O’Connell was a 75-year-old woman who was paralyzed, while Wieseler was a child in the scenario.  

The student participants struggled with transportation, mortgage/rent payments, potential evictions, feeding their families, and what to do when there was a school field trip or party that required money.  

“My older brother said we didn’t have the money for the field trip so my sister and I sat out of school for two weeks saying we were sick just so we didn’t have to pay to go on the field trip,” Borer said. 

The students participating in the simulation realized that the stress of poverty can impact everyone in the family, including the children. And that through school they can help offer a safe and stable place for children in need.  
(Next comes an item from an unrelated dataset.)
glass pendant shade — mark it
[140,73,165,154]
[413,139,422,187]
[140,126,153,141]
“Sometimes we think, well, a kid just needs breakfast, but emotional support is huge,” Schneider said.  

“Some kids don’t even get hugs and they just want a hug from you,” Wieseler said.  

Schneider shared that a lot of the students’ conversations focused on how hard it was and how it really is about survival. Sometimes people can be quick to judge others, but Schneider hopes this helps the future educators.  

“We really want them to realize that not all students grew up in homes like we grew up in,” Schneider said.